Companies make huge profits from marketing products directly to children and promoting addictive or unhealthy commodities, including fast foods, sugar-sweetened beverages, alcohol, and tobacco, all of which are major causes of non-communicable diseases.


Because you can't move these days without seeing alcohol and tobacco being marketed 'directly to children', can you?
 
As we have seen with tobacco, and increasingly with food, the zealots insist that children cannot be 'protected' from advertising without advertising being banned entirely.

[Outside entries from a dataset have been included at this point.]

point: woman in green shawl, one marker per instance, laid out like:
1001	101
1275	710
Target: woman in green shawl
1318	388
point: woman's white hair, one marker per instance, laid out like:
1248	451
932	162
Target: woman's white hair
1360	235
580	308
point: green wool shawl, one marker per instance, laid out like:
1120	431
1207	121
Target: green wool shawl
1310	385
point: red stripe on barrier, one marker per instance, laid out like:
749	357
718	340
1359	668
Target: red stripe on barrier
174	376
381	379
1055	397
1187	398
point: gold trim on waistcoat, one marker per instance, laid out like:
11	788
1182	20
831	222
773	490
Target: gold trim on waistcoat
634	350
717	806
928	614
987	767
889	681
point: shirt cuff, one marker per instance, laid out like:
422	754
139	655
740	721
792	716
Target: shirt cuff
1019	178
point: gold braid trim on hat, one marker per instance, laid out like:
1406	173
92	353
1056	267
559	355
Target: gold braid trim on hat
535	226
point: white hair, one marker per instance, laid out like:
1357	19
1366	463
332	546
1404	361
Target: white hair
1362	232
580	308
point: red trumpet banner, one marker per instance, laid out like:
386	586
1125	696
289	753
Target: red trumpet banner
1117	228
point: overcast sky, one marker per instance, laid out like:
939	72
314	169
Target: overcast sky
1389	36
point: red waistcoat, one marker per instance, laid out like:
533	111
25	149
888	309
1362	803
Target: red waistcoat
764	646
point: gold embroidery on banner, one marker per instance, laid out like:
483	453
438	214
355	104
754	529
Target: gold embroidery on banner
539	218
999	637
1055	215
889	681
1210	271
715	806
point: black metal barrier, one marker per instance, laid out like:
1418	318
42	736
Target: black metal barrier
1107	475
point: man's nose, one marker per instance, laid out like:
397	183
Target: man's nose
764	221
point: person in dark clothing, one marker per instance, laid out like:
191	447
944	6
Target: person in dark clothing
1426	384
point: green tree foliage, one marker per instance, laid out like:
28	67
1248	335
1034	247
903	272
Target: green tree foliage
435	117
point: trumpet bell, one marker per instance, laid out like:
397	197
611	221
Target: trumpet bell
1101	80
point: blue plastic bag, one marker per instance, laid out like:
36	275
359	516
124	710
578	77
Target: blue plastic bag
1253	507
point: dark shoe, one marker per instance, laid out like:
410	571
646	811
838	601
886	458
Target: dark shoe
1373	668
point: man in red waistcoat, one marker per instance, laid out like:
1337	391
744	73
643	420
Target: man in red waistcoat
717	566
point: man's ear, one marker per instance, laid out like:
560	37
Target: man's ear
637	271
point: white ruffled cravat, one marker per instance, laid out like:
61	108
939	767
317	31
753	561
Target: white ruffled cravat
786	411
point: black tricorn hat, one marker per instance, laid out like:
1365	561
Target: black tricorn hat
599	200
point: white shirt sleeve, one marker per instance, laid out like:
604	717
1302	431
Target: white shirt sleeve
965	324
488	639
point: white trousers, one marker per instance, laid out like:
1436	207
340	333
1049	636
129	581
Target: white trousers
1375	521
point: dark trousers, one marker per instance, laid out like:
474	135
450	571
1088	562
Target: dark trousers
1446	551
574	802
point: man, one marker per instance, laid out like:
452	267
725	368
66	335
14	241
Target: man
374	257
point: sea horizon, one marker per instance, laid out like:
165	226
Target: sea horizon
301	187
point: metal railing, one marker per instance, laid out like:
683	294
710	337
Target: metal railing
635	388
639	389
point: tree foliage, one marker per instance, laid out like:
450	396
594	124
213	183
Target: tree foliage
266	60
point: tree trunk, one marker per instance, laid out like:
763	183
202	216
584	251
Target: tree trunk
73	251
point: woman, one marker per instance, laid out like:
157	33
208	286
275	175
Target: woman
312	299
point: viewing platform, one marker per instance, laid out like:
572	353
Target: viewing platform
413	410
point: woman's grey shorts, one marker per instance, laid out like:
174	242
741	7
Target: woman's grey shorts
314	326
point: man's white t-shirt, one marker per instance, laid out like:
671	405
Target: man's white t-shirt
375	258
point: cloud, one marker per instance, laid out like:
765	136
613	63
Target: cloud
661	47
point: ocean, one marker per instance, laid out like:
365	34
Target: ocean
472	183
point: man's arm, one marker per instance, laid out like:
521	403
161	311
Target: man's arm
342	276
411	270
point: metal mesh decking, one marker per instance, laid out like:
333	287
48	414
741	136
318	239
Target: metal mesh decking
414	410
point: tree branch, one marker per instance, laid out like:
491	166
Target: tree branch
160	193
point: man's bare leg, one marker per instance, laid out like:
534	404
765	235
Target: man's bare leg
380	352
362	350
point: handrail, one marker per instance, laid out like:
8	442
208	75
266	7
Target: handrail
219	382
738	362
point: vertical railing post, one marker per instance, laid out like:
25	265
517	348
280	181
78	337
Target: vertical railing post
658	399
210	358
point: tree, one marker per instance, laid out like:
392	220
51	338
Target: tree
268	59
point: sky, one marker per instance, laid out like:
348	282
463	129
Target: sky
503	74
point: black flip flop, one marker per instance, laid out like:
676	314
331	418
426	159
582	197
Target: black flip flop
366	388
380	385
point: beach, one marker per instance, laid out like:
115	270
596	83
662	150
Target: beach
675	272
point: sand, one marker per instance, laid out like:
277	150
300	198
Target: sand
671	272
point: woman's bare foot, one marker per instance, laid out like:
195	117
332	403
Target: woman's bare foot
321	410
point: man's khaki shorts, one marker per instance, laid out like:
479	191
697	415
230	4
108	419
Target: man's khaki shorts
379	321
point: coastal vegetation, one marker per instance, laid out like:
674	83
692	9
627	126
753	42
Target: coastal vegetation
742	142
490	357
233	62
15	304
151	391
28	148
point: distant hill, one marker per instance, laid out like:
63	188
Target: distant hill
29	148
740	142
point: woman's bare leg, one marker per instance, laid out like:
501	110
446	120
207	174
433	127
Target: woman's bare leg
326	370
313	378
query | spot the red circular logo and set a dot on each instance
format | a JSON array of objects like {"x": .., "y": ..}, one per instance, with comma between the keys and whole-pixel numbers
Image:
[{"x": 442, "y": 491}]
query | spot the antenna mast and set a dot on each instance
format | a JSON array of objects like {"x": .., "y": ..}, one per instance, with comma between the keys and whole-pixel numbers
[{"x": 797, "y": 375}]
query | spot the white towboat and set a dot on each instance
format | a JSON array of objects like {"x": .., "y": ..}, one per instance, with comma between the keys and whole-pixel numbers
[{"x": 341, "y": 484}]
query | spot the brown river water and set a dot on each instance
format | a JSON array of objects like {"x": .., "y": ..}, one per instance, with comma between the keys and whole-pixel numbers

That will always be the longterm goal, not least because they don't want adults seeing adverts for things of which they disapprove either. 

This week, an academic from New Zealand by the name of Darren Powell has written to the Lancet, accusing the Commission of not being extreme enough.

The WHO–UNICEF–Lancet Commission identified an important threat to children's health and futures by stating that children across the globe are exposed to exploitative advertising and marketing by the private sector. Fast food and sugar-sweetened beverages, alcohol, tobacco, e-cigarettes, breastmilk substitutes, and gambling, were positioned as the key products that children are increasingly exposed to and harmed byy [breastmilk substitutes are life-saving and their advertisements are obviously not aimed at children - CJS]. However, by focusing on the marketing of particular so-called unhealthy products, the Commission has made a critical oversight. They failed to acknowledge that all marketing to children is potentially harmful to children's health.

It's not about health, is it? It's about capitalism.

...researchers and policy makers must shift the focus from merely the so-called unhealthy products that are being marketed to children and towards all products and industries—food, toys, clothing, technology, sports equipment, entertainment, and more.

He wants no advertising of anything ever because 'marketing strategies in general shape children's emotional, mental, and spiritual selves', which he evidently thinks is a job best left to progressive academics. 

Aghast at being out-woked, the Commission has written back to insist that they are on the same wavelength. They are just being strategic.

We thank Darren Powell for his insightful feedback. Members of the WHO–UNICEF–Lancet Commission agree with Powell that marketing of any products to children might encourage potentially harmful consumption for the child, the planet, and children's futures, and that more work in both academic and political spheres is needed to highlight the risks.
 
... Our proposal to add an Optional Protocol to the UN Convention on the Rights of the Child on commercial marketing of harmful products was designed to serve as a first step in protecting children from those who would sell them a lifetime of ill health.
 
... Beginning with overt threats to physical and mental health would seem wise. It will be hard enough to tackle opposition from corporations promoting health-harming products. Imagine trying to fight opposition from a large coalition of companies that range from toys and games to technology and household products.
 
Don't say you weren't warned, toy, game, technology and household product manufacturers.